Fei Gao, Jiyu Guan, Limei Liu, Sheng Zhang, Peipei An, Anran Fan, Guangqi Song, Peng Zhang, Tianchuang Zhao, Bo Tang, Xueming Zhang and Ziyi Li
The Wilms' tumour 1 (WT1) gene originally identified as a tumour suppressor associated with WTs encodes a zinc finger-containing transcription factor that is expressed in multiple tissues and is an important regulator of cellular and organ growth, proliferation, development, migration and survival. However, there is a deficiency of data regarding the expression and function of WT1 during oocyte maturation and preimplantation embryonic development.
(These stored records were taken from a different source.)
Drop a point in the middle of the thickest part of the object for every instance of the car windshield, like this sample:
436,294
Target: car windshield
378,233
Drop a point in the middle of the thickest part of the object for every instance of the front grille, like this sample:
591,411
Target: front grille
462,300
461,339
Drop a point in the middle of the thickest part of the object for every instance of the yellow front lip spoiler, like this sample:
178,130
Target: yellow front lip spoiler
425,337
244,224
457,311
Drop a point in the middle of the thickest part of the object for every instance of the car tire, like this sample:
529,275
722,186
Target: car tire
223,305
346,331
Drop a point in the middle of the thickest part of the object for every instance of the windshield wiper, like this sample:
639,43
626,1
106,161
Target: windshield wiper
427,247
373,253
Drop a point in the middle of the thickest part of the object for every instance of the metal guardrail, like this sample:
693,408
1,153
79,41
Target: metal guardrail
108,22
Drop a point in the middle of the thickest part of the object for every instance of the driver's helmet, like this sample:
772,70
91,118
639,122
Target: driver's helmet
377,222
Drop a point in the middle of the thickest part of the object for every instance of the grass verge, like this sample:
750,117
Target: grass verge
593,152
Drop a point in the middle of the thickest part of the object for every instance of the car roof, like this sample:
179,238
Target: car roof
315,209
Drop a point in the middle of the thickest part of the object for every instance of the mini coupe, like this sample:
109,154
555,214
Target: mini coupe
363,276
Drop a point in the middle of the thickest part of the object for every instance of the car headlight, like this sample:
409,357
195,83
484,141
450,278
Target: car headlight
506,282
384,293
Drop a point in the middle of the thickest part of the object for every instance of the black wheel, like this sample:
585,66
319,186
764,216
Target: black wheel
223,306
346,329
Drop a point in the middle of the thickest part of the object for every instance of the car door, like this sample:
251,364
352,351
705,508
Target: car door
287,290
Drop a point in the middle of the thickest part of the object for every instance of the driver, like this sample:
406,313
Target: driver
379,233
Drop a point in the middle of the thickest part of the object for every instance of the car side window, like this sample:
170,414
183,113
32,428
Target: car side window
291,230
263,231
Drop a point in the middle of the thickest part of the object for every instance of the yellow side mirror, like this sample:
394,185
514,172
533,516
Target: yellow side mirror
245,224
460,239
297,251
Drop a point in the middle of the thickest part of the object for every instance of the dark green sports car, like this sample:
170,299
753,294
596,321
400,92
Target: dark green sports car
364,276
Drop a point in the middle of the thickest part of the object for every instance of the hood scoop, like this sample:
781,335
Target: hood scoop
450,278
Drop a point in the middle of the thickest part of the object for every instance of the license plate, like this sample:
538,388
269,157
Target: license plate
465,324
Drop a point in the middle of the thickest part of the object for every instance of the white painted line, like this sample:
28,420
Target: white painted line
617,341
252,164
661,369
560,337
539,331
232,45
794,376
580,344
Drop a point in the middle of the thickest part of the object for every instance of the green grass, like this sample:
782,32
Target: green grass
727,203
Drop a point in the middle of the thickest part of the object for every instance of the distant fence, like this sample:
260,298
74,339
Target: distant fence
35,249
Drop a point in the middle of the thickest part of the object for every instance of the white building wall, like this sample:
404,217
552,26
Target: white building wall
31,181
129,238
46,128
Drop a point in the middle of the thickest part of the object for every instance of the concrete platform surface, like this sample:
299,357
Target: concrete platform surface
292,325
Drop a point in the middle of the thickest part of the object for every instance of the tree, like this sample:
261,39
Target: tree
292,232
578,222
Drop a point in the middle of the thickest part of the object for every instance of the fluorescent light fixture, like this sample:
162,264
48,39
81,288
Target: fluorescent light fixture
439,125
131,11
Herein, we sought to define the expression characteristics and functions of WT1 during oocyte maturation and preimplantation embryonic development in pigs. We show that WT1 is expressed in porcine oocytes and at all preimplantation stages in embryos generated by ICSI. We then evaluated the effects of down-regulating WT1 expression at germinal vesicle and early ICSI stages using a recombinant plasmid (pGLV3-WT1-shRNA). Down-regulation of WT1 did not affect oocyte maturation but significantly decreased preimplantation embryonic development and increased apoptosis in blastocysts. These results indicate that WT1 plays important roles in the development of porcine preimplantation embryos.